Credit rating agency Moody’s issued a negative outlook on Spain’s banks Monday and warned that total economic losses could reach 176 billion euros.

New York-based Moody’s Investors Service said it was maintaining a negative view for the next 12-18 months because it expected Spanish banks’ capital, profits and access to finance to remain weak.

The verdict comes as Spain battles to convince nervous markets that its finances are solid and there is no reason to fear it will need an Irish-style economic and banking rescue.

Finance Minister Elena Salgado rejected the findings.

“I trust and I am absolutely sure in the soundness of the Spanish financial system,” she told reporters.

Salgado said European Union banking stress tests conducted in July, which found five regional banks were vulnerable, were rigorous. Markets have cast doubt on the tests, which gave a pass to the now crisis-hit Allied Irish Banks and Bank of Ireland.

Moody’s blamed banking weakness on Spain’s economic woes, deteriorating asset quality and the government’s cost-cutting drive, which would mean no quick relief for a near 20-percent jobless rate.

“Moody’s expects corporate profits to remain depressed for some time, especially in view of the limited likelihood of an additional economic stimulus, adding strain on unemployment and contributing to further deterioration in loan quality,” said the report’s author, Moody’s senior analyst Alberto Postigo.

The agency said it expected economic lifetime losses for Spanish banks of up to 176 billion euros (233 billion dollars), of which the banks had so far only recognised 88 billion euros through write-downs and reserves.

After taking into account funds committed by the government and other offsets, Moody’s estimated there was still a net capital short-fall of 17 billion euros.

Banks were unlikely to be able earn enough to compensate for the gap, Postigo said, forcing some to seek funds elsewhere, possibly via the government-backed Fund for Orderly Bank Restructuring (FROB).
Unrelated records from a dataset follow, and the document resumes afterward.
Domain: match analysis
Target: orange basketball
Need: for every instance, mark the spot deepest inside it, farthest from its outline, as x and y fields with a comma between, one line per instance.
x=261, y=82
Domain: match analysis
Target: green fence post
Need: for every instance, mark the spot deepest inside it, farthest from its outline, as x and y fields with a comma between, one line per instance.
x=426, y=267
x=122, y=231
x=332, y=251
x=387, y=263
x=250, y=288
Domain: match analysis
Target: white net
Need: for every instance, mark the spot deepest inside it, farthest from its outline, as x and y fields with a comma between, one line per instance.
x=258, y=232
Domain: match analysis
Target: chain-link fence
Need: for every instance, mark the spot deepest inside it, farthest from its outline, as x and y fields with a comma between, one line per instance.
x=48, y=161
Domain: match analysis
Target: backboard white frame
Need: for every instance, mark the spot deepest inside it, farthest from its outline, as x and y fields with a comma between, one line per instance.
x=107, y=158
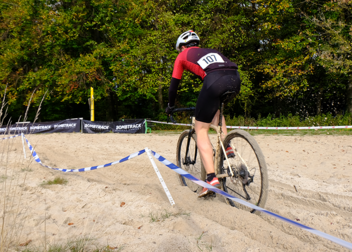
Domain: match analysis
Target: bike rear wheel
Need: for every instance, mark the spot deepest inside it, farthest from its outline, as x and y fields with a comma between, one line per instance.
x=250, y=182
x=190, y=161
Banks needed higher ratios of capital, such as stocks, as a proportion of overall assets so as to restore market confidence, he said.

Spain’s banks had good retail franchises that would help them over the longer term, Moody’s said.

“However, a necessary prerequisite for achieving stability in Spain’s banking system is an acceleration in the pace of consolidation within the system, which entails a realization of losses and recapitalizations,” Postigo said.

“Additionally, balance sheets need to be cleansed of troubled assets, thus preventing a prolonged drag on the banks’ performance,” he said.

In early afternoon trade, Number-one bank Banco Santander rose 0.48 percent and BBVA climbed 0.56 percent and Banco Popular declined 0.57 percent but Banco Sabadell eased 0.25 percent.

Spain at the start of 2010 emerged from a 12-month recession, brought on by the global finance crisis and the collapse of the country’s housing market, where banks had been heavily exposed.

Continued weak growth this year — momentum was stagnant in the third quarter — and the country’s large public deficit have unsettled financial markets, which have not been entirely reassured by the Socialist government’s austerity measures.